1 Chapter 1

From Bill’s point of view, that from the old divan where he was dozing, David’s half of the apartment looked like a mountain cabin. Bill wondered if there was another apartment in Boston’s Bay Village that did. Some buildings had the same bars on the same first-story windows that never opened onto the same noisy, narrow streets. But then, Bay Village, the city’s tiniest neighborhood, was where the workers who’d built Beacon Hill erected their own homes atop crushed oyster shells, so maybe others were as roughly hewn as this. Although a standing Chinese screen destroyed any illusion of rusticity, the knotted wood paneling and the unpainted rafters made Bill think of the place in rural Maine he’d gone as a child with his vacationing parents. There was that smell, too. Whether it came from the wood, which Bill doubted, or the sofa (in which case it was anything but a product of nature), he did not know. The neighborhood was built over what was once a swamp and only euphemistically a “bay.” But he found the smell, the result of many things stewed together over time, comforting. He was back among friends.

Thinking he had a few minutes before David would get back from the A&P, Bill, too tall for the divan, twisted his body a quarter-turn in an attempt to fit better. He buried his face in the pillow he had lifted from David’s bed on the other side of the Chinese screen. A moment later he heard the turn of a key in the front door and his grad school roommate’s unmistakable, lazy shuffle down the hallway into the living-slash-bedroom.

“Miss William? Are you awake? Vigor restored?”

Bill twisted back a quarter-turn. He stretched out his feet over the divan’s armrest. As David bent to put down his groceries, Bill noticed how much the man’s bald spot had grown. David had once looked the youngest of them, or so Bill had thought.

“I’m fine,” he said on a yawn. “That hateful flight already recedes from memory.” Back in Boston less than two hours, and Bill heard his pansy talk return. “What time is it?”

“Six.”

“Which means three my time. Too early for cocktails?”

“There’s no liquor here. Don’t you remember, Jews don’t drink.” This was news to Bill. Had something changed since his last visit? “Yes, of course, it’s already pasttime to begin libations. Let’s just wait for Lulu to come over. She hides a bottle for herself somewhere here. Probably buried under Philip’s mess downstairs, in his half of this dump.”

Bill yawned again as he sat up and peered around the screen to watch David put away the groceries in the small kitchen. His old roommate left out a bag of chips and ripped it open with his teeth.

“When will Philip be home?” Bill asked. “I haven’t seen him in two years. Where was he this time last year when I visited?” Philip lived in the windowless basement.

Since moving to California, Bill had settled into a pattern of visiting his Boston friends most summers. This time, he was joining them in their week-long pilgrimage to Provincetown.

“That one? He was in the mother country.”

“Oh. France? LaFrance. But not this summer?”

“No. He’s got a new boyfriend here. Plus he’s trying to get some writing done. For a change. I mean, Brandeis must expect its French faculty to dosomething vaguely intellectual, I presume. And you, Miz Bill, nothing but play this summer? You, an untenuredprofessor!”

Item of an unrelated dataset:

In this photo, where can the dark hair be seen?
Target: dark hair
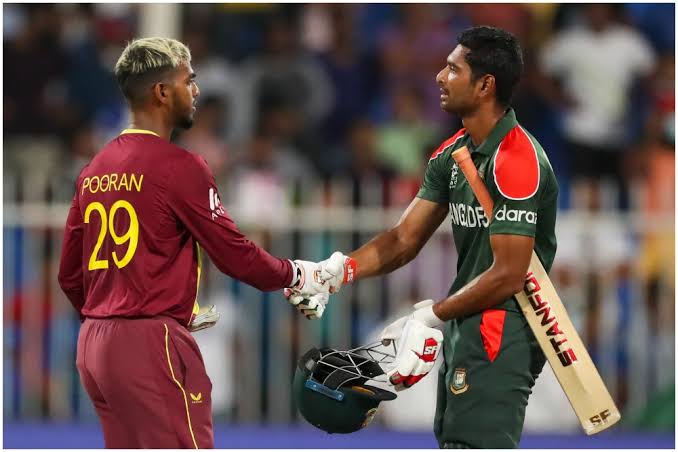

Bill ignored the question and used the remote control perched on the top of the divan to switch on the local news. David never bothered with the academic world after getting his graduate degrees. He ran the local music school.

“Everyone here really does look Irish. Except those who don’t,” Bill commented. A black woman was about to predict the coming weather. It mattered because they would be driving to the Cape in two days.

“You sound like you’ve never been here before.”

The phone rang. David picked it up.

“Yeah, sure, she’s here, Tante. Recovering from her air-oh-plane ride. She says she’s famished.”

Bill had said no such thing. He watched David shove more Fritos into his mouth as he told Lou, a.k.a. Auntie Lulu, a.k.a. Tante, more fibs.

“Come quick. Go to that Chinese place on Commonwealth and get the usual. You know, yeah, that. And beef chow fun, too. And…Miss Bill?”

Bill looked up from the 1970s porn magazine, Inches, he’d found under the divan. “Yaaas?”

“You want beer?”

Bill thought for a second. “Ask him where his bottle is. I want a real drink.”

“Yes, he wants beer,” David said as he raised the phone back to his ear. “And yes, I have money. Though you owe me for last time. Alright, Tante, à bient?t.”

David hung up and disappeared behind the Chinese screen. Bill could hear the shedding of street clothes and the donning of a frayed terrycloth bathrobe. When David re-emerged, Bill noticed his old roommate’s stray chest hairs had turned gray, and the robe, which he remembered from their days as roommates a decade ago, was rattier than ever.